Study Finds Suicide Rates on the Decline
Sept. 29, 2006 — -- Despite a current media frenzy over high-profile suicides -- including, most recently, two Sago mine workers who lost 12 comrades to a mining disaster -- a study published in the American Journal of Public Health reports a decline in suicide rates from 1970 to 2002.
And though there has been concern that new antidepressants released in the late 1980s may increase the risk of suicide, especially among adolescents, the study shows that there are no clinical studies to prove this.
The study, led by Dr. Robert E. McKeown at the University of South Carolina, Columbia, looked at four age groups and found that suicide rates for the youngest (15 to 24 years) and oldest (65 years and older) age groups peaked in the late 1980s and early 1990s and have since steadily declined.

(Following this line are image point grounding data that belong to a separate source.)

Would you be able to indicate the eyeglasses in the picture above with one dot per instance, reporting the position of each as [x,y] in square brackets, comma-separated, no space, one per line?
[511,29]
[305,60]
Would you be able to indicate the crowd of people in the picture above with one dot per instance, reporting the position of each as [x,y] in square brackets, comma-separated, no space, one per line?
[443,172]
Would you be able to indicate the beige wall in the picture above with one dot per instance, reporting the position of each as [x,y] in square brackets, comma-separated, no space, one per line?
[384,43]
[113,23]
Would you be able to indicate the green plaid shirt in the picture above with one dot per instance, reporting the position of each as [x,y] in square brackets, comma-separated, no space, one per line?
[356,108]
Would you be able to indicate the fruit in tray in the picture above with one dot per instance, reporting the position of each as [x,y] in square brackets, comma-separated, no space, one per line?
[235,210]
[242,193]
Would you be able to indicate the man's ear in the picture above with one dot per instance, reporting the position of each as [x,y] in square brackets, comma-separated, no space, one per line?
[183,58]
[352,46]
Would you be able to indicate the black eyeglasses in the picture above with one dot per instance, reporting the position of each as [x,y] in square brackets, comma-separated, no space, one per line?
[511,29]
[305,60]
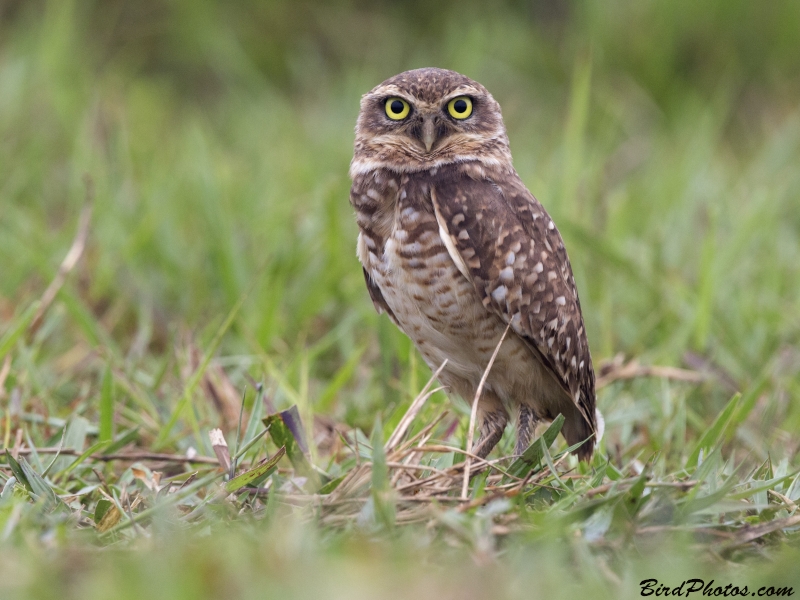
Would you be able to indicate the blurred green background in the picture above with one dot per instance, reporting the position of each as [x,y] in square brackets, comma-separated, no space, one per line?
[663,137]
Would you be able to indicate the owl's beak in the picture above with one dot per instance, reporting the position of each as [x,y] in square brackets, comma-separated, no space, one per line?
[428,133]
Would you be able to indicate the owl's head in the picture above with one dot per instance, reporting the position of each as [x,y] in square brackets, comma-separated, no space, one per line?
[427,118]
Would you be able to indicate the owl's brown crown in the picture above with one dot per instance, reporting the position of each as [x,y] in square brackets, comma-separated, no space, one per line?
[428,136]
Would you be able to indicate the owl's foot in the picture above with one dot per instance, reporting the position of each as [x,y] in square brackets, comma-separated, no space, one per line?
[526,426]
[492,426]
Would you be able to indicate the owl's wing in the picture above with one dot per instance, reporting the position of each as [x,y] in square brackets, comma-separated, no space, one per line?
[377,297]
[515,257]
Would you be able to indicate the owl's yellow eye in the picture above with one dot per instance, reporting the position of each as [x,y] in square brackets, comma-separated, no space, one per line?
[397,109]
[460,107]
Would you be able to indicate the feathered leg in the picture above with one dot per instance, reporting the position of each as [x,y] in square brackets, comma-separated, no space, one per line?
[526,424]
[493,418]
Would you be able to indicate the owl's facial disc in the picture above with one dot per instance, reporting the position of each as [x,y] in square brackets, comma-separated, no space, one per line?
[428,133]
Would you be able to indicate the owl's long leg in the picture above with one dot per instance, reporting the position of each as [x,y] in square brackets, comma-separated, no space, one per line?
[526,425]
[493,418]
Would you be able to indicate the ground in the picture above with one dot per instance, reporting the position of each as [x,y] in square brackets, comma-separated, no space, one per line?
[186,166]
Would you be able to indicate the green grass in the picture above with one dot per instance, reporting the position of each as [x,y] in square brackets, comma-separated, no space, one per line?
[663,138]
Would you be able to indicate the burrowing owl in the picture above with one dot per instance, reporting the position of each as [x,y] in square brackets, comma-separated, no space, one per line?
[454,248]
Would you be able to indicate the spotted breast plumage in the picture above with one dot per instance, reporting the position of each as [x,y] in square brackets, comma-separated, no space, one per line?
[455,250]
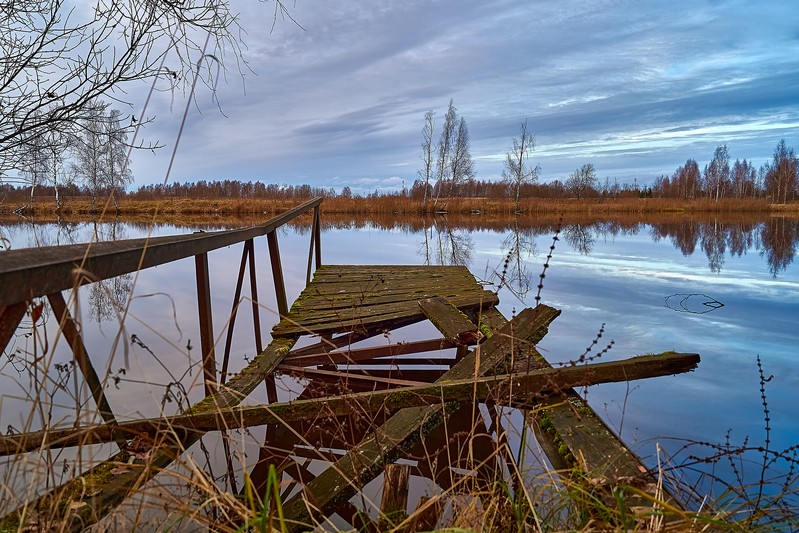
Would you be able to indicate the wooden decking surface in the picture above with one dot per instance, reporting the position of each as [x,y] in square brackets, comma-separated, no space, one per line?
[345,298]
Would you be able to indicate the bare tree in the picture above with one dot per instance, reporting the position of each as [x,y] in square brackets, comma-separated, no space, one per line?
[781,177]
[34,162]
[717,174]
[88,150]
[743,177]
[117,167]
[461,164]
[59,57]
[444,149]
[582,180]
[517,168]
[686,180]
[426,171]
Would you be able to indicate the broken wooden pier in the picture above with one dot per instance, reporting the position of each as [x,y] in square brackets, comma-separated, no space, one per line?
[365,405]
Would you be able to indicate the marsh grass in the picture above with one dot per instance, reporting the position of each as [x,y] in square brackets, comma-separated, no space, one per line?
[131,206]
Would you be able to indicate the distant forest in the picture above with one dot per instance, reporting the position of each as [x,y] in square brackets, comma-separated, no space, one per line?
[776,181]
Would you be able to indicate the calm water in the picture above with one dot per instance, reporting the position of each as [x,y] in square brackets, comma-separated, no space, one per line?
[648,287]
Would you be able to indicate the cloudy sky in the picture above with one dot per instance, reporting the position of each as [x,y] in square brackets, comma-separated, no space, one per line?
[634,87]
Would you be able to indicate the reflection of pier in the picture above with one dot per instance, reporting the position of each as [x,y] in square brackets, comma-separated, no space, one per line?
[362,409]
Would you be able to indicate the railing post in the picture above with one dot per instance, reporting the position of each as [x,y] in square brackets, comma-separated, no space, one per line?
[72,335]
[10,317]
[256,310]
[315,248]
[277,274]
[318,235]
[206,322]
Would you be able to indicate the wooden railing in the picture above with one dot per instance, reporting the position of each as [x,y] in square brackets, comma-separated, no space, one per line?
[31,273]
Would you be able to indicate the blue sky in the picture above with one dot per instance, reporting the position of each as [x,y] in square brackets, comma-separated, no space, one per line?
[634,87]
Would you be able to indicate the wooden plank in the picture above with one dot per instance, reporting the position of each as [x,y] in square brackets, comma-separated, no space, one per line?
[394,500]
[391,316]
[86,499]
[505,388]
[452,323]
[388,295]
[376,353]
[10,317]
[72,334]
[361,464]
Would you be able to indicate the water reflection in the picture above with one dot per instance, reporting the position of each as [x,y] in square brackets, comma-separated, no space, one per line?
[444,244]
[447,241]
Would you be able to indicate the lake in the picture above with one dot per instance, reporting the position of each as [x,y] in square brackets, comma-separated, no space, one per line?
[726,288]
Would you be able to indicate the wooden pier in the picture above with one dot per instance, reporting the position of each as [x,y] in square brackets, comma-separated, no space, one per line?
[362,408]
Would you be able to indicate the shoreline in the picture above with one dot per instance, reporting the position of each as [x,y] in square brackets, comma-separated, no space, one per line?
[395,206]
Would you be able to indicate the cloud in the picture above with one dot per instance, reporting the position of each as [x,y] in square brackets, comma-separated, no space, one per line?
[637,89]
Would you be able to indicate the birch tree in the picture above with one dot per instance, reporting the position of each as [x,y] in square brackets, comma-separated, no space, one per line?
[59,56]
[517,166]
[426,172]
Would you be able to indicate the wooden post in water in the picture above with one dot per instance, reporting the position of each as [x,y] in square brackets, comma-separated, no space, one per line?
[394,503]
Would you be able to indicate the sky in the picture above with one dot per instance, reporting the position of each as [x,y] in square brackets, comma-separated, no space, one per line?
[337,97]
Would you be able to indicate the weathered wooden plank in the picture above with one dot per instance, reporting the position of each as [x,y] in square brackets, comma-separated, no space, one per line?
[86,499]
[387,317]
[333,302]
[10,317]
[507,389]
[394,501]
[452,323]
[75,340]
[380,354]
[340,481]
[311,309]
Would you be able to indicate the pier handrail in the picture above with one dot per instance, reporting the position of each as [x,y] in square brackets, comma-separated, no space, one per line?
[34,272]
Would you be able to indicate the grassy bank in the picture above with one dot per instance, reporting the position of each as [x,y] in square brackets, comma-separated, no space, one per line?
[395,205]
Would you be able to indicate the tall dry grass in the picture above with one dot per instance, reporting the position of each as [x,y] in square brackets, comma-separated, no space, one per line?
[403,206]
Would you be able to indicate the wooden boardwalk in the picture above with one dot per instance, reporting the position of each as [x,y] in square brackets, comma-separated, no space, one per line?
[360,435]
[365,299]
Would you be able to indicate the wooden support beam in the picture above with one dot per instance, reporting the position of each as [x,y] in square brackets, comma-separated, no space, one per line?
[366,460]
[85,500]
[504,389]
[394,500]
[356,355]
[277,274]
[206,323]
[452,323]
[10,317]
[73,337]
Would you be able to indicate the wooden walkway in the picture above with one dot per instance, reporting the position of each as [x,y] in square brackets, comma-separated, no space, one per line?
[366,299]
[343,305]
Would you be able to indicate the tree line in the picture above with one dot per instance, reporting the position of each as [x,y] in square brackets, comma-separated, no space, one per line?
[92,159]
[777,180]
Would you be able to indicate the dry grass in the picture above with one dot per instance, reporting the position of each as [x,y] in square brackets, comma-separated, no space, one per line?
[401,206]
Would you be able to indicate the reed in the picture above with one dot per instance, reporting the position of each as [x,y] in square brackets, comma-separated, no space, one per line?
[399,206]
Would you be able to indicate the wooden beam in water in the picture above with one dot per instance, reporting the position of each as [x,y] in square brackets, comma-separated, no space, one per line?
[453,324]
[506,389]
[365,461]
[85,500]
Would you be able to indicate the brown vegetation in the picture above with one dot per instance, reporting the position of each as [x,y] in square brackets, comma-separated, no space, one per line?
[166,207]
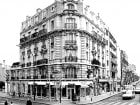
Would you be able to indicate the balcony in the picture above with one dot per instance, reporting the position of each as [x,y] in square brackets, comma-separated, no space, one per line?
[43,76]
[13,78]
[114,69]
[28,77]
[70,42]
[70,25]
[22,77]
[70,11]
[23,65]
[42,61]
[35,77]
[71,58]
[70,76]
[34,35]
[70,45]
[113,60]
[42,32]
[28,64]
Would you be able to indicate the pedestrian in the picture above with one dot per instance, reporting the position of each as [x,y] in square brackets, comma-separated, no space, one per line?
[6,102]
[29,102]
[11,103]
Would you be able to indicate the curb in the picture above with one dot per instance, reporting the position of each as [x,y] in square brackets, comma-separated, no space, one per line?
[25,100]
[99,100]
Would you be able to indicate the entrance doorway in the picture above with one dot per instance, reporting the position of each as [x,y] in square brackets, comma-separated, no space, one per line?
[70,93]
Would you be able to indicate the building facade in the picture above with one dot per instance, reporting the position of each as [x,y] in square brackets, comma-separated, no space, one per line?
[124,67]
[64,51]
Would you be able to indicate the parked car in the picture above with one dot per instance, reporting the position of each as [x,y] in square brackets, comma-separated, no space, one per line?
[137,90]
[128,94]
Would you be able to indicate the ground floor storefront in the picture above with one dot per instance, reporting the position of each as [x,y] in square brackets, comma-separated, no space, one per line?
[67,89]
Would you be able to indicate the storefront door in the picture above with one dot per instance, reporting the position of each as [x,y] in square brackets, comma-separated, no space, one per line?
[70,93]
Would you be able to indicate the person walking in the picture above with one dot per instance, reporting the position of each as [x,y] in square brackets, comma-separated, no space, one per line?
[6,102]
[29,102]
[11,103]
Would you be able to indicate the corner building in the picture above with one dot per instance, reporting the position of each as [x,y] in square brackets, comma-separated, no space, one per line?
[61,48]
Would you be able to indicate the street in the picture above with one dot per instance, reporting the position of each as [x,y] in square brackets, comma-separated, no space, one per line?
[117,100]
[15,102]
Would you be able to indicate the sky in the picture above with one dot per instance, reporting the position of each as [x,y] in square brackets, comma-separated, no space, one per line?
[121,16]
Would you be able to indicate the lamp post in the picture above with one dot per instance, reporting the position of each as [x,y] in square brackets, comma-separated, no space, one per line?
[7,79]
[33,77]
[59,72]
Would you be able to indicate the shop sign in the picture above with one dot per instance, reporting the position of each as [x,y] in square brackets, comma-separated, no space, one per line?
[70,85]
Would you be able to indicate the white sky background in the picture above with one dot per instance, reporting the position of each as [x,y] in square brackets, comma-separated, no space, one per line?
[121,16]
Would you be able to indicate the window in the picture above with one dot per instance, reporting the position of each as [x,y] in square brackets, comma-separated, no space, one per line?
[107,62]
[52,42]
[71,6]
[87,26]
[43,26]
[52,25]
[70,20]
[87,42]
[70,23]
[53,8]
[70,72]
[52,55]
[87,55]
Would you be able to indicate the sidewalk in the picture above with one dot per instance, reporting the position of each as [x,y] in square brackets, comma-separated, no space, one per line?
[83,100]
[94,99]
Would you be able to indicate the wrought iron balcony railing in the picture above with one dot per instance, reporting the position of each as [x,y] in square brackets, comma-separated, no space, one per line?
[71,59]
[70,25]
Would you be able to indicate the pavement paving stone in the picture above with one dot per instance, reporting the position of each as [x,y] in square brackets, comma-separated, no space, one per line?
[82,101]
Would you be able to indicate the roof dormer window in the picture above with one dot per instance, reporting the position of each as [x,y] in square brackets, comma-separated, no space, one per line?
[71,6]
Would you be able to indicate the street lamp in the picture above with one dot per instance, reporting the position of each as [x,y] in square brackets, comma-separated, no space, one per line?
[58,72]
[7,79]
[33,77]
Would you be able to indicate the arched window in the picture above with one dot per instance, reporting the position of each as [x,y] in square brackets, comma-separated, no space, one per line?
[71,6]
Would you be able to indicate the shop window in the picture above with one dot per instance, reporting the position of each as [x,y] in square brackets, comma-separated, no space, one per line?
[52,25]
[87,91]
[71,6]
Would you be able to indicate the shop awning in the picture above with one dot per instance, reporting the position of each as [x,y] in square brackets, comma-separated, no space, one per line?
[81,83]
[40,83]
[64,83]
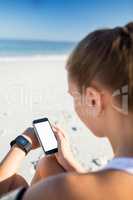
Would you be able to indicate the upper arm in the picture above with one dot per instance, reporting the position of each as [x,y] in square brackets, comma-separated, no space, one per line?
[65,186]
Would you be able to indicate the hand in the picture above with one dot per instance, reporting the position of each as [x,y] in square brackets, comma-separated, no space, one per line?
[64,155]
[30,135]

For the middle two age groups, rates only recently began to fall (45 to 64 years), or remained stable in recent years (25 to 44 years). Suicide rates for all age groups were lower in 2002 compared with 1970.
Suicide went from ranking as the eighth leading cause of death in 1998 to the 11th leading cause of death in 2003. Suicide, however, remains a national killer. In 2003, nearly 11 out of every 100,000 poeple living in the United States committed suicide.
According to the authors, there are several possible reasons for the drop in suicide rate. The economic prosperity of the 1990s meant that younger people didn't have a hard time finding jobs, and older people earned enough from their investments to have a comfortable retirement.
An increase in healthy life expectancy may also be a contributing factor. As people live longer, with strong social networks, they don't suffer as much from loneliness and depression, thereby reducing the risk of suicide.
Suicide rates began to fall around the same time that a newer class of antidepressants, serotonin-selective reuptake inhibitors (SSRIs), hit the market in 1988. It was thought that the declining suicide rates were attributable to these new drugs, which include Prozac and Paxil.